Il Sufismo, la dimensione «interiore»
dell'Islam
Un'introduzione e un percorso bibliografico
Considerazioni introduttive sull’etimologia e l'origine del termine "sufismo" (tasawwuf)
L’espressione Sufismo
viene impiegata per rendere nelle lingue occidentali il termine arabo
Tasawwuf (propriamente «Iniziazione»), parola che serve a designare la
mystica islamica o, più esattamente, la realtà più profonda ed interiore
della religione fondata sul Corano e predicata dal Profeta Muhammad.
In origine, essa era definita
anche come la «scienza dell’interiore» (‘ilm al-bâtin) oppure la «scienza
della realtà essenziale» (‘ilm al-haqîqa).
L’etimologia del termine
Tasawwuf possiede, in realtà, una triplice derivazione:
- la prima (la meno conosciuta probabilmente), vede i Sûfî (coloro che seguono il Sufismo) derivare il loro nome da un certo al-Gahwth ibn Murra, detto Sûfa, vissuto cinque generazioni prima del Profeta. Questi sarebbe stato il primo a votarsi completamente al culto esclusivo di Dio prestando servizio nel Tempio della Mecca: capostipite di un lignaggio sacerdotale, permetteva quindi l’inizio del Pellegrinaggio da ‘Arafa ed i suoi discendenti – Sûfa - portavano un toupet di lana per significare il loro servizio nella Ka‘ba;- la seconda (la più frequente), implica che il termine Sufismo derivi, per l’appunto, dal materiale del toupet. Esso era, infatti, fatto di lana che si rende in arabo con la parola sûf;- la terza, infine, fa derivare Sufismo dalla parola safâ’ – «purezza» – o da suffa, con riferimento agli Ahl al-suffa, la «Gente della veranda», ossia alcuni compagni del Profeta che vivevano da asceti in un’area della moschea di Medina, dediti esclusivamente alla scienza sacra, agli atti di culto e al «ricordo di Dio» (dhikr).
Dalla parola safâ’ si
può così già intuire la natura essenziale del Sufismo: dal momento che
esso consiste in una Via (tarîq) - o «procedimento» (sulûk)- per
pervenire alla «Prossimità del Principio divino» e che per ottenere questo
scopo, il «viandante» (sâlik) si sbarazza progressivamente di «tutto ciò
che è altro che Dio» (kullu mâ siwâ ’Llâh). Ecco che questa kenosi
(svuotamento) della propria individualità coincide con la «purezza» (safâ’)

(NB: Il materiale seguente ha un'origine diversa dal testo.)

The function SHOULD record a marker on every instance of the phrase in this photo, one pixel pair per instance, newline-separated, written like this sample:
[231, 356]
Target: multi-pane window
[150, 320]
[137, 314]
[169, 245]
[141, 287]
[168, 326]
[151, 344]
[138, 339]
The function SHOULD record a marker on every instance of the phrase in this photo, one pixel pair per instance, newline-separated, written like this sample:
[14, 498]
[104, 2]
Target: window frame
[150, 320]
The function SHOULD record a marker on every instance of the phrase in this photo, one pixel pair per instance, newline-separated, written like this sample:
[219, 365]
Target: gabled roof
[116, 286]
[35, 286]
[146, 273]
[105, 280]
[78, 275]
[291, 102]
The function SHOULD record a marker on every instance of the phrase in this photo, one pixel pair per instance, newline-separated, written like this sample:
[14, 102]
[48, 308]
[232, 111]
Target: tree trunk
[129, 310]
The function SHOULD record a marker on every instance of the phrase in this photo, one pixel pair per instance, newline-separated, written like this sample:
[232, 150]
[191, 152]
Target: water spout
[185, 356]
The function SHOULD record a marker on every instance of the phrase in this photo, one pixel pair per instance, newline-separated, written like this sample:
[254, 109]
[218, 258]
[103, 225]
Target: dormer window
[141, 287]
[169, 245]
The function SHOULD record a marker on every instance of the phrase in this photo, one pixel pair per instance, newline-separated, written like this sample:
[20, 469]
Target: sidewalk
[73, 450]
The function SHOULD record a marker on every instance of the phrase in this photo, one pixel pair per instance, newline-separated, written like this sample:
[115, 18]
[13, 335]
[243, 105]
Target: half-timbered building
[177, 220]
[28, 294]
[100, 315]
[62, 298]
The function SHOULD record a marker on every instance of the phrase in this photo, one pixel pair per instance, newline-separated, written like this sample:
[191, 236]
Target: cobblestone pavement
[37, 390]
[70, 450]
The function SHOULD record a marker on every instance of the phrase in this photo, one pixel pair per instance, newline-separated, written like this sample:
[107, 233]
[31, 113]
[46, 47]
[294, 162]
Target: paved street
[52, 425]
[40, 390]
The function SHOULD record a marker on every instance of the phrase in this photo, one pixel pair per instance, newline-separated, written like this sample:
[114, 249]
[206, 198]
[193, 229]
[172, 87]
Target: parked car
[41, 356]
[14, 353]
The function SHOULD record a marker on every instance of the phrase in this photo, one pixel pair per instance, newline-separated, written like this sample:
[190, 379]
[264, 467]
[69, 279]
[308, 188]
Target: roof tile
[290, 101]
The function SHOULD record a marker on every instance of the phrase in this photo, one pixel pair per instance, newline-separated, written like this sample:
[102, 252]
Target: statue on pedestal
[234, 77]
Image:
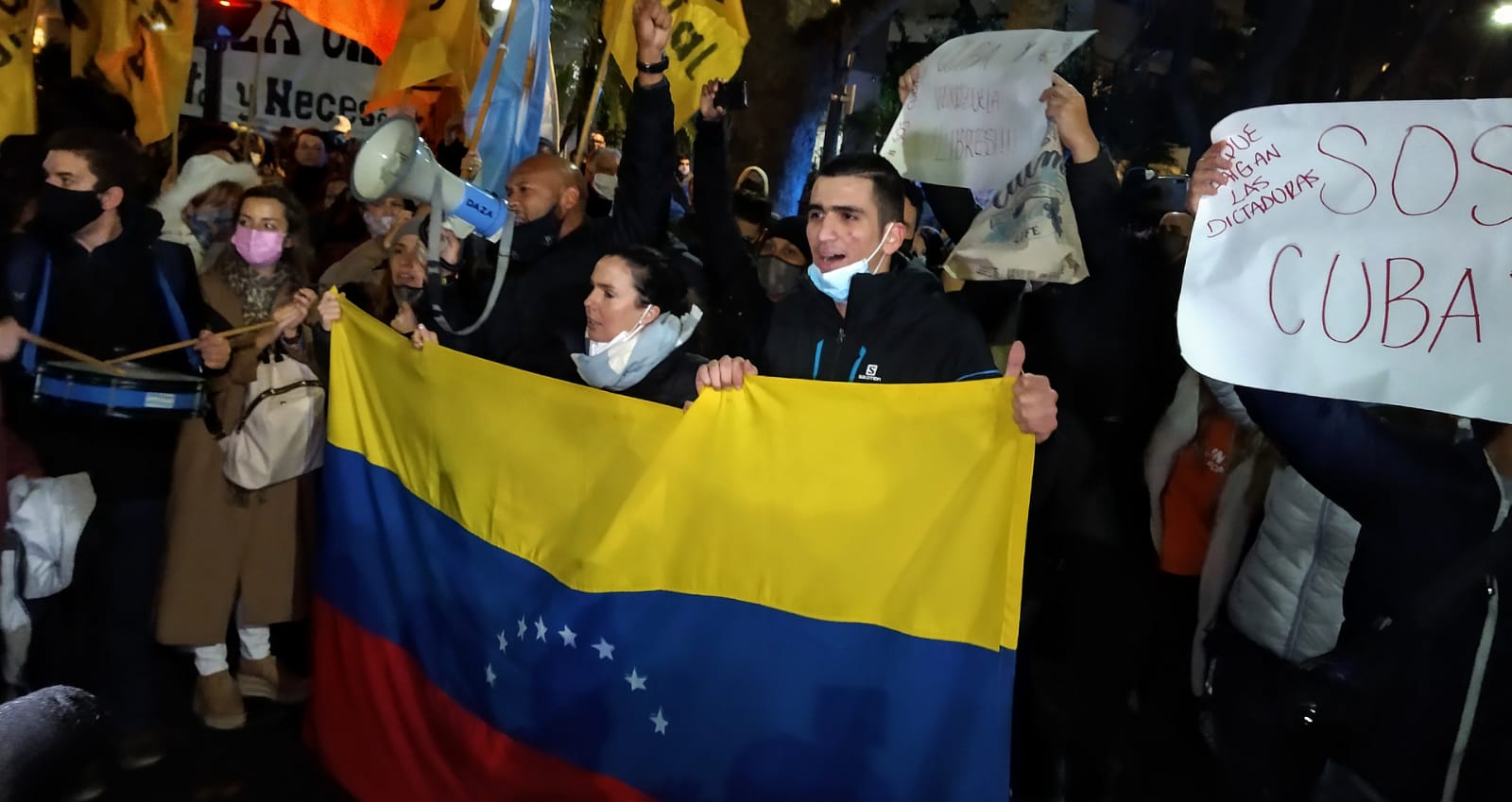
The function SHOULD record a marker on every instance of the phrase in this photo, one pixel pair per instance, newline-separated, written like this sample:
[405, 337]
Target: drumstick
[43, 342]
[186, 343]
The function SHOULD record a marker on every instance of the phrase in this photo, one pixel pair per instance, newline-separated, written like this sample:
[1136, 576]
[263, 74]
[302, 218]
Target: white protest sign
[1360, 251]
[975, 116]
[1028, 231]
[291, 71]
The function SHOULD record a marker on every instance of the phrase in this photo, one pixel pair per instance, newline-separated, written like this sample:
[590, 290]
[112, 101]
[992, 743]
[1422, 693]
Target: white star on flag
[637, 681]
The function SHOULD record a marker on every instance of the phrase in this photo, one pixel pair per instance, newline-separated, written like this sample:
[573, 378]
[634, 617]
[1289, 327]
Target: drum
[130, 393]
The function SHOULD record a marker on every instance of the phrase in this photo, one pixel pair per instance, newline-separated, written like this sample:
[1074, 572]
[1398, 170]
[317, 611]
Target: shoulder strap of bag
[274, 391]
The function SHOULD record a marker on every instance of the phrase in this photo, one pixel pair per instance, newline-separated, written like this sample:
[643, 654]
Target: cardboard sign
[975, 118]
[1360, 251]
[1028, 231]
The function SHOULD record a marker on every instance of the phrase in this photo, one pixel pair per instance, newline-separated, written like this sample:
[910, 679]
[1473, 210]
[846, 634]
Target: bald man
[557, 244]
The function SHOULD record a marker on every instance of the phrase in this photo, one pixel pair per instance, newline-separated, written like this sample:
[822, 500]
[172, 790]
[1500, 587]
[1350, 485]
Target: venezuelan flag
[531, 589]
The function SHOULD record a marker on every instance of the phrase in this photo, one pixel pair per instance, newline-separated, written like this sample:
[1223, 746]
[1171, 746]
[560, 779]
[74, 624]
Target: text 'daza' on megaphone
[397, 162]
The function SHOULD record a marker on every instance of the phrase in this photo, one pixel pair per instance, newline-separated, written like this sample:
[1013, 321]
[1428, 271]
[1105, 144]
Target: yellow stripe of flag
[859, 503]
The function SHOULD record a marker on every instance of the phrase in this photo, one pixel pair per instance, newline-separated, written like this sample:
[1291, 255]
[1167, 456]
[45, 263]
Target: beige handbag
[282, 434]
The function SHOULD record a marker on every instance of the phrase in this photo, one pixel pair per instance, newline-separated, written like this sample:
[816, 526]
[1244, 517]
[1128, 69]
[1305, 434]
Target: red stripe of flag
[387, 734]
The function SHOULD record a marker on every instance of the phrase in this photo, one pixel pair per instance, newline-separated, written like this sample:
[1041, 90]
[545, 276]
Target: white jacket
[1287, 590]
[47, 516]
[200, 174]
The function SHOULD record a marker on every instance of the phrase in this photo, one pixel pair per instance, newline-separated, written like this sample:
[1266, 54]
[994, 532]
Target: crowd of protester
[1229, 592]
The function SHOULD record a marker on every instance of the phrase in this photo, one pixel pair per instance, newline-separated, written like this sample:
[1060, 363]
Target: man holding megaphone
[554, 247]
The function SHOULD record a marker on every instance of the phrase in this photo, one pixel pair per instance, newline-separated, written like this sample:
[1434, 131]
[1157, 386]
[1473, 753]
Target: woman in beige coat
[234, 552]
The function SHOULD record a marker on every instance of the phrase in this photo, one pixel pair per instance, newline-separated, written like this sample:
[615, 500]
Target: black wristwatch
[654, 68]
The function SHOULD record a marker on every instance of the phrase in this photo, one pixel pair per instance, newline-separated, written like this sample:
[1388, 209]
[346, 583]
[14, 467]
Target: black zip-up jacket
[103, 302]
[546, 295]
[899, 328]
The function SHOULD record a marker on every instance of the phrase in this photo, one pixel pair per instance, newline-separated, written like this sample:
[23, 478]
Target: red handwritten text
[1463, 304]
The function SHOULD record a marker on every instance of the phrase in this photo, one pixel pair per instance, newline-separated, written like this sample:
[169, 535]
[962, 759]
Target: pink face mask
[257, 247]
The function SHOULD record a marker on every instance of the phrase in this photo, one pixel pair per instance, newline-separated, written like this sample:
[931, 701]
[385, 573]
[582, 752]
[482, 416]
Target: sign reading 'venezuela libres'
[291, 71]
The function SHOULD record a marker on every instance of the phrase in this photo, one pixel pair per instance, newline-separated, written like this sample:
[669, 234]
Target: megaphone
[395, 161]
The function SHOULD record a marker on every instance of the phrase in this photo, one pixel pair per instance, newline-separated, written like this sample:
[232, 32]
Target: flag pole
[493, 77]
[597, 78]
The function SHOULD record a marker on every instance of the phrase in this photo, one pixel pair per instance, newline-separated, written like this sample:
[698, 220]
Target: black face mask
[599, 207]
[64, 212]
[408, 295]
[533, 239]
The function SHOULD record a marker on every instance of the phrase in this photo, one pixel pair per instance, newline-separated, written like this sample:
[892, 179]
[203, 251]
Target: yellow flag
[440, 44]
[17, 80]
[83, 33]
[146, 50]
[708, 40]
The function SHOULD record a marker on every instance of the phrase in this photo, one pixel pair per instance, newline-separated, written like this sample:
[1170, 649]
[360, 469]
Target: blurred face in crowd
[212, 214]
[541, 186]
[750, 230]
[844, 226]
[1174, 236]
[783, 249]
[614, 307]
[604, 171]
[264, 214]
[407, 262]
[310, 151]
[333, 192]
[389, 207]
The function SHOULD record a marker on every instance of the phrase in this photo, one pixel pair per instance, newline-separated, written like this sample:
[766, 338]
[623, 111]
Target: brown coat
[227, 545]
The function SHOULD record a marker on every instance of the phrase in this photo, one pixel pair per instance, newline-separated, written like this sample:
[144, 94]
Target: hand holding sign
[1211, 174]
[1068, 111]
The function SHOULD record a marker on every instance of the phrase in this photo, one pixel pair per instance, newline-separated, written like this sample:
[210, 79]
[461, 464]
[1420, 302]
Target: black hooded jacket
[106, 302]
[899, 328]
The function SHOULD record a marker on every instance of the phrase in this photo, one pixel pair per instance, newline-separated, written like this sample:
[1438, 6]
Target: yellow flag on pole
[708, 41]
[17, 78]
[440, 44]
[146, 50]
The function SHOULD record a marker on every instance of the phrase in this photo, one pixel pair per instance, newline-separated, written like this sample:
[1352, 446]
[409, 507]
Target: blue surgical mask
[836, 282]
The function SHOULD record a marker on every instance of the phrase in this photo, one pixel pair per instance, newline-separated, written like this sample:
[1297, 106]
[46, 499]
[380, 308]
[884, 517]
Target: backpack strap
[171, 297]
[38, 312]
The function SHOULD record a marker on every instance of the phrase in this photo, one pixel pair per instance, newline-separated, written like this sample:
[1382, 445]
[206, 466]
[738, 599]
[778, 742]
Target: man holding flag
[556, 244]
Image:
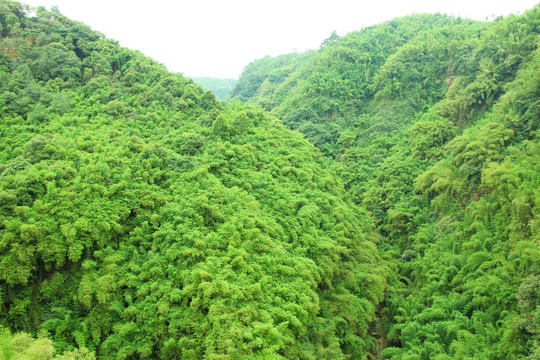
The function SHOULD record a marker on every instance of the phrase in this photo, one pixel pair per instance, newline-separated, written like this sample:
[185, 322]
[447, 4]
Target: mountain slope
[433, 125]
[142, 218]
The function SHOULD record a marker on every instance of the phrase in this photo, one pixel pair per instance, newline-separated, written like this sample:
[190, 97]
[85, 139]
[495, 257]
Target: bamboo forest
[375, 198]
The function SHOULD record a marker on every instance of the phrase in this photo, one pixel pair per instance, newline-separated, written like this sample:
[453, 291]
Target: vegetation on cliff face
[433, 125]
[140, 217]
[220, 87]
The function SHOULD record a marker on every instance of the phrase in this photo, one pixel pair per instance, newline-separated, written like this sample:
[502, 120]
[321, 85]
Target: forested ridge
[141, 217]
[432, 122]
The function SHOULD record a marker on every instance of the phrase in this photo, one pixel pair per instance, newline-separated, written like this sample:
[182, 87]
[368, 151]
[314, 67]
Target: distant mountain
[432, 123]
[220, 87]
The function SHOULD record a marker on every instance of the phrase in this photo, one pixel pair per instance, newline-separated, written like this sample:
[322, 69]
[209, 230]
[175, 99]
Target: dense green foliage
[142, 218]
[433, 125]
[22, 346]
[220, 87]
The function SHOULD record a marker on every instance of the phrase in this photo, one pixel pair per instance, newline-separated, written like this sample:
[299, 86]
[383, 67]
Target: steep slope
[220, 87]
[433, 125]
[142, 218]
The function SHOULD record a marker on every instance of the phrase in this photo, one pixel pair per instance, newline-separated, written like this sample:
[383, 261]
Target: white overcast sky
[219, 37]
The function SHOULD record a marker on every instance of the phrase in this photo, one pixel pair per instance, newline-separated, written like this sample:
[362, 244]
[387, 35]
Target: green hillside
[432, 122]
[376, 198]
[142, 218]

interiore del Sûfî, che Junayd al-Baghdâdî definirà come «colui che Dio
fa morire a se stesso e vivere in Lui».
Se l’origine dell’espressione
rimane oggetto comunque di discussione, tutti i maestri del Sufismo sono
invece concordi nel far risalire l’origine della loro Via al Libro di Dio (il
Corano), agli insegnamenti e alla pratica del Profeta (Sunna), fonti
primarie di ogni insegnamento islamico tradizionale.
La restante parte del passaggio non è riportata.